Mandarin Oriental Returns to Manila After 12-Year Absence
Mandarin Oriental has reopened in Manila's Makati CBD, ending a 12-year gap in the brand's Philippines footprint since the original property closed in 2014. The return gives luxury-segment advisors their first credible ultra-luxury option in the capital's business district for over a decade — a gap keenly felt on corporate, incentive, and high-touch leisure itineraries routing through the Philippines.
The property operates under MO's full brand umbrella, meaning it participates in the Fans of M.O. advisor program and standard GDS connectivity. Advisors should verify commissionable rate loading in their preferred GDS and confirm IATA/TIDS credentials are on file with MO's regional reservations team. For clients currently holding placeholder bookings at alternative Manila luxury hotels, now is the moment to revisit placement. The Makati location puts guests within walking distance of the city's primary corporate and retail corridor.
Shangri-La Dubai Changes Hands in ~$299M Deal — Brand Continuity an Open Question
AHS Properties has acquired the Shangri-La Hotel on Sheikh Zayed Road — one of Dubai's most-recognized luxury towers — for approximately AED 1.1 billion (~$299M USD), ranking among the emirate's largest single-asset hotel transactions. AHS, a UAE-based developer with an extensive pipeline, confirms that day-to-day operations continue unchanged under existing Shangri-La management.
The key advisory caveat: unchanged for now is not the same as a confirmed long-term management contract extension. The hotel is a principal Golden Circle property in Dubai, and loyalty redemptions and corporate rates tied to the address carry real exposure if the brand relationship is later renegotiated or terminated. Advisors with multi-night stays, group bookings, or corporate accounts at this property should flag the ownership transition to clients and monitor for rebranding signals over the next 12–18 months.
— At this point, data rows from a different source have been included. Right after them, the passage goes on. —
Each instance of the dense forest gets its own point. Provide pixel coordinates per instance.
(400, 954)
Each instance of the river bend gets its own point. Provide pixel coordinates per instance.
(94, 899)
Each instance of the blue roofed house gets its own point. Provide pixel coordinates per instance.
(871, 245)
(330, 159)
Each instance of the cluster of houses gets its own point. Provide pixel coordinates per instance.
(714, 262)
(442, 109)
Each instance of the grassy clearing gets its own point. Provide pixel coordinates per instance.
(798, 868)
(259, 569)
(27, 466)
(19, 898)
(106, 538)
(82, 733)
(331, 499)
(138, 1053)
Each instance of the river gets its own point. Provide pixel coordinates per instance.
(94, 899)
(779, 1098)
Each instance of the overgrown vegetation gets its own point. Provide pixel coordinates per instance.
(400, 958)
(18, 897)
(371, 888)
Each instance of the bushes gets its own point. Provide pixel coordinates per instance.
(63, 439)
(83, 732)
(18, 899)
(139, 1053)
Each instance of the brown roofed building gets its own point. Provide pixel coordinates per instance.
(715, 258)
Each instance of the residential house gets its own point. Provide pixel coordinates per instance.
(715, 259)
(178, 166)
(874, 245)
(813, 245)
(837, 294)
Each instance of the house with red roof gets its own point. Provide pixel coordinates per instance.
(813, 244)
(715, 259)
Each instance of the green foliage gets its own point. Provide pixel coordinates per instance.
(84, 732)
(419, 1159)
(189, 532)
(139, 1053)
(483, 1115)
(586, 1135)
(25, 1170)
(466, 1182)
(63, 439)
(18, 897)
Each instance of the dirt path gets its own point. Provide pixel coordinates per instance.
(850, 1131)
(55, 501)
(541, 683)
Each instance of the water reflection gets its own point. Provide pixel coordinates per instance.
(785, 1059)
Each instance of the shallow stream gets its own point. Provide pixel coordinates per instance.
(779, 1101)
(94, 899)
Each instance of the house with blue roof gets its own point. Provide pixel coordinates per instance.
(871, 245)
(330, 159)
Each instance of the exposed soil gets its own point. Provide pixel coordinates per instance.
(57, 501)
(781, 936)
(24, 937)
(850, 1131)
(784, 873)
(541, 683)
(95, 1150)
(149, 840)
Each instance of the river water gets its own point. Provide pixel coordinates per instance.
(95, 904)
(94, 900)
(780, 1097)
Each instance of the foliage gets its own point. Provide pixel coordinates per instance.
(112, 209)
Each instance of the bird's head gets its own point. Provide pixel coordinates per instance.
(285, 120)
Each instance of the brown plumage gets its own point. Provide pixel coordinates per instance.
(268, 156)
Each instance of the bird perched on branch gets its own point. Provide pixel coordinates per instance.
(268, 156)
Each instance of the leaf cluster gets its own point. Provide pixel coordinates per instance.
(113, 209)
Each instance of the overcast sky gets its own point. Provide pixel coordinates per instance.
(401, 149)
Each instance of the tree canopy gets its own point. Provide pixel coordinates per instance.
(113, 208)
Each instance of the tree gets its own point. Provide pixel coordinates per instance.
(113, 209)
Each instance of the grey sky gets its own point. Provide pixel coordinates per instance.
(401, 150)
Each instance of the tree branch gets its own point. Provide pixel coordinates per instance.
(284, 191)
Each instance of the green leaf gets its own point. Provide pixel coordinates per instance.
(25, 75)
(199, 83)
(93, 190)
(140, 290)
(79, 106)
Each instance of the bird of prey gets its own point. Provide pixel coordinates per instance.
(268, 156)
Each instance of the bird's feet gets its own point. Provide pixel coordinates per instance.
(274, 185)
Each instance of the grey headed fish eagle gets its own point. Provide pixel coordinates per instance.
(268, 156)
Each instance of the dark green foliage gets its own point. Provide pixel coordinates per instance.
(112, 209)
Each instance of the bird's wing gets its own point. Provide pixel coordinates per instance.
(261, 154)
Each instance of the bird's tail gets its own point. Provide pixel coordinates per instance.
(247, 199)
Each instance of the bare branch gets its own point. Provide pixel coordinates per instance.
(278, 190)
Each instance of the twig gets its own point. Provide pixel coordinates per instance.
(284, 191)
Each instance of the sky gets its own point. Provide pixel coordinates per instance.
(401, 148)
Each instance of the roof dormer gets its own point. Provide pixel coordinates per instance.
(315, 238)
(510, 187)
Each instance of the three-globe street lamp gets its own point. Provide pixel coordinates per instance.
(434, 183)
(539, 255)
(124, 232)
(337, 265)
Hyatt Thompson Rome Delayed Again — October 1 Is the New Target
Hyatt has pushed the Thompson Rome opening to October 1, 2026 — the latest in a pattern of Italy-market delays following the prolonged Hyatt Regency Rome saga. This is not a soft date: advisors with active reservations at the property, whether on World of Hyatt points redemptions or pre-paid rates, face real disruption for any arrivals booked before that date.
Immediate action required: contact Hyatt's leisure and group reservations desk to reconfirm affected bookings and discuss re-accommodation. Rome alternatives within the World of Hyatt portfolio are thin, so third-party placements may be necessary. More broadly, the repeat delay pattern in Italy should recalibrate how aggressively advisors pre-sell planned Hyatt openings in that market — booking flexibility and clear client communication about provisional timelines are the minimum standard going forward.
Two ALL Accor Windows Expire in July — One for Point Stackers, One for New Members
Two distinct ALL – Accor Live Limitless offers are live simultaneously, both with hard expiry dates.
Transfer bonus (expires July 18): Citi ThankYou Points are converting to ALL at a 50% bonus rate through July 18. The bonus meaningfully improves the effective transfer yield, making this a strong window for clients sitting on Citi TYP balances who want to fund Accor stays — particularly at premium-tier properties such as Raffles, Fairmont, Sofitel, and Banyan Tree. Advise action well before the deadline.
New-member sign-up bonus (expires July 20, capped at 1,000 members): Accor is awarding 1,000 free points to new ALL enrollees in Europe and North Africa via a promotional registration link — but the offer closes at the first 1,000 sign-ups, not the calendar date. Advisors should prompt any unregistered European or North African clients to enroll immediately, ahead of summer stays where those points carry immediate redemption value.